Although speaking about media portrayals of Black versus those of Whites more generally, I think the same principles apply here. In many ways, Blacks are no more able to control their image in today’s society than yesterdays.’ Take one my classmates for instance. In doing a project on weed consumption amongst Harvard students he states, in class, that he wouldn’t ask the kids who hang in front of the T stop because “they don’t look like Harvard students.” First, what the hell does a Harvard student look like? Could one of the Harvard students be the 6’7 Black guy with the growing fro and the 14K chain with horseshoe charm? Well, my ID says I’m a Harvard student. Do I look the part? The sad part, in talking to him about the same project he asks me about “insights” into smoking weed. Again, as if I smoke weed. He did not ask me “Tony, do you blaze.” He simply asked me about the ins and outs of getting high at Harvard as if I would know.

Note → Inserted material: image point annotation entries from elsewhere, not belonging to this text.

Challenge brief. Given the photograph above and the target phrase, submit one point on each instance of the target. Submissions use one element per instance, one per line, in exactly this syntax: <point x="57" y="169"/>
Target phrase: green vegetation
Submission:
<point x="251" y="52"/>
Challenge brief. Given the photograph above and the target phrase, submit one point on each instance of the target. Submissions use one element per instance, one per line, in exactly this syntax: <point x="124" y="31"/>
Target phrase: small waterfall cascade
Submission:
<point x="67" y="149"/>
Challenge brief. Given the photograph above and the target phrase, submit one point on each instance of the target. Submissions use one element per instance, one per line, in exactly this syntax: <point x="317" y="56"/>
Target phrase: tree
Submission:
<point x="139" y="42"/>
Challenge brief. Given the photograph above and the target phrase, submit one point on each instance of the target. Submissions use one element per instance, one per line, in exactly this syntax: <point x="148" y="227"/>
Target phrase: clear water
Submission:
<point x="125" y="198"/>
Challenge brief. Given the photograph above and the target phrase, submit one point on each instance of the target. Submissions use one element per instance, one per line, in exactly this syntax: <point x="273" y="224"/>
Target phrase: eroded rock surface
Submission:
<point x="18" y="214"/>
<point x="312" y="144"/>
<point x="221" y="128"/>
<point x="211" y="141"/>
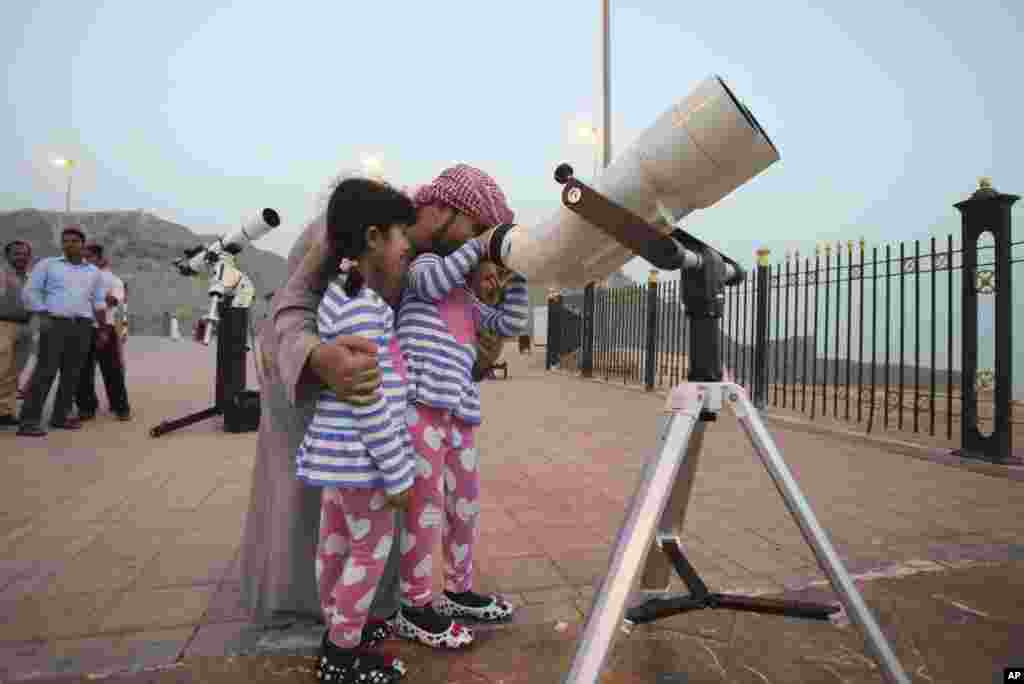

Even though the images have changed, the underlying meanings behind those images are still alive and well. For how would Sweeten know to add the detail of Cadillac as the type of car if it had not been from how Blacks are portrayed in pop culture, the media, and society as whole? To use that old adage, the devil is in the details. It is from this unchanging base that unfounded accusations such as those launched throughout history against Blacks more generally are not only able to made but also work to reinforce the image these false accusations attempt to build off of.